# Ipod Touch V2 et Livebox



## Dclick (28 Février 2009)

Bonjour à tous.

Voilà j'expose mon problème. Je n'arrive pas du tout à me connecter au réseau wifi de ma livebox.

Premièrement la réception du wifi de l'Ipod semble quasi nul. Je suis obligé de m'approcher de ma LB pour réussir à voir le signal augmenter.

Deuxièmement lorsque je saisis ma clé WPA (en faisant attention aux majuscules et aux chiffres) je n'arrive quand même pas à me connecter. J'ai bien entré l'adresse MAC de mon Ipod dans les réglages de ma Livebox mais rien n'y fait. J'ai testé la technique avec le bouton d'association, rien, idem donc pour la saisie de l'adresse MAC.

Là j'ai beau chercher et je ne sais pas du tout ce qu'il faut que je fasse pour réussir à me connecter à mon réseau et profiter du net sur mon engin.

J'espère que l'un d'entre vous aura la réponse @ mon problème.
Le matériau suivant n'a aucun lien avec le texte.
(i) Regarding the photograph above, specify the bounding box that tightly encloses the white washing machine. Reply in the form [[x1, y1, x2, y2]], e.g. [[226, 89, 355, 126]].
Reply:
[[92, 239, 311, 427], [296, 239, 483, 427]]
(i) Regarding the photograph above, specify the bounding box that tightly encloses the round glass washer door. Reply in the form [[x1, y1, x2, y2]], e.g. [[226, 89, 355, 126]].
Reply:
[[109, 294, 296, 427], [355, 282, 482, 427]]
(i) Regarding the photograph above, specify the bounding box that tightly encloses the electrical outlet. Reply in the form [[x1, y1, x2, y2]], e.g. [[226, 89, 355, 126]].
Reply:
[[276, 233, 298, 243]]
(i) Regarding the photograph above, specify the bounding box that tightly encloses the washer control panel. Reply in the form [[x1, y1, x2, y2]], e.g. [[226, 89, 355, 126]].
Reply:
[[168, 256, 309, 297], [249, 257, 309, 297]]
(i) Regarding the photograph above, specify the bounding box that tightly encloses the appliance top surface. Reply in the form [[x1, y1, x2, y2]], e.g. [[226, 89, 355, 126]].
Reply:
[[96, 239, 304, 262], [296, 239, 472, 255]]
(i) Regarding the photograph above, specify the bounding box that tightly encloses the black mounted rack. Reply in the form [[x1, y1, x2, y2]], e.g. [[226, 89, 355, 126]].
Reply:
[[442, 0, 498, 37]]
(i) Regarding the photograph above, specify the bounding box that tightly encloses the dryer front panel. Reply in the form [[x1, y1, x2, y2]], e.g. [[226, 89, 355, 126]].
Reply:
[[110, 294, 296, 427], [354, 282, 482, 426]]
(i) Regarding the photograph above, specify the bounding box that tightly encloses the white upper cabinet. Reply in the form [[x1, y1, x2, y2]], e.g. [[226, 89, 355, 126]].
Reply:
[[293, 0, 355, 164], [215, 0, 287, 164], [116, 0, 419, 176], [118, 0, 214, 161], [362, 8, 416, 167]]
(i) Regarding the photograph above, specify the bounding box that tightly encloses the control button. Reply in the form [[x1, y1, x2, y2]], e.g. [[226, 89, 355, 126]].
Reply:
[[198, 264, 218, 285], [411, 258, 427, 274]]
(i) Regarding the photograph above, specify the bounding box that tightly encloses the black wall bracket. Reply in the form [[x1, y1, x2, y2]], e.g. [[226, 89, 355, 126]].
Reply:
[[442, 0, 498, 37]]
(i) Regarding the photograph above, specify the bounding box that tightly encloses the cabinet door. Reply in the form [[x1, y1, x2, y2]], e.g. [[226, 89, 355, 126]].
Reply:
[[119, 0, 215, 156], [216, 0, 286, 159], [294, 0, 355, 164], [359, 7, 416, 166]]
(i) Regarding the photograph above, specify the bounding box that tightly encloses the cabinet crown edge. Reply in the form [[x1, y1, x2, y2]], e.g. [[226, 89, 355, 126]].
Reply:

Bonne journée et bon Week-End @ tous


----------



## Maroushka (28 Février 2009)

J'ai exactement le même probleme.
Sauf que j'ai en plus enlevée la sécurité de ma Livebox, ésperant que ca reglerais le probleme... Mais pas du tout.
Le voyant de la wifi est allumé, et tout mes autres PC ( 3 au total ) se connectent parfaitement a cette bonne vieille Livebox.
Sauf mon Ipod touch.

Le message affiché est basiquement le suivant:
" Impossible de rejoindre le réseau " Wanadoo-C3CF " "

Et, j'ai pourtant réussie a me connecter sans problème a la wifi de l'aéroport...

Une idée de solution svp??


----------



## Dclick (28 Février 2009)

Maroushka a dit:


> " Impossible de rejoindre le réseau " Le nom du réseau " "



Voilà c'est aussi le message que j'ai.


----------



## Maroushka (1 Mars 2009)

Hey, vous aurez 2 fois plus de reconnaissances, si vous nous trouvez une solution, c'pas mal, nooon? 

So pleaaaase, help us!


----------



## Dclick (1 Mars 2009)

Maroushka a dit:


> Hey, vous aurez 2 fois plus de reconnaissances, si vous nous trouvez une solution, c'pas mal, nooon?
> 
> So pleaaaase, help us!



Maroush a raison. Vous ferez deux heureux d'un coup, profitez-en !!!


----------



## pacra4 (1 Mars 2009)

Bonjour,
Ce que je sais sur la LB Sagem:

Par défaut le protocole WPA est désactivé sur la LB Sagem.
J'en conclus que tout devrait rentrer dans l'ordre en choisissant WEP dans le menu d'entrée de l'ipod ( Règlage>Wifi>choisissez un réseau>Autre>Securité>WEP

En entrant dans le soft de la LB on peut activer WAP au lieu de WEP.
Je ne connais les réglages par défaut dans la LB Inventel.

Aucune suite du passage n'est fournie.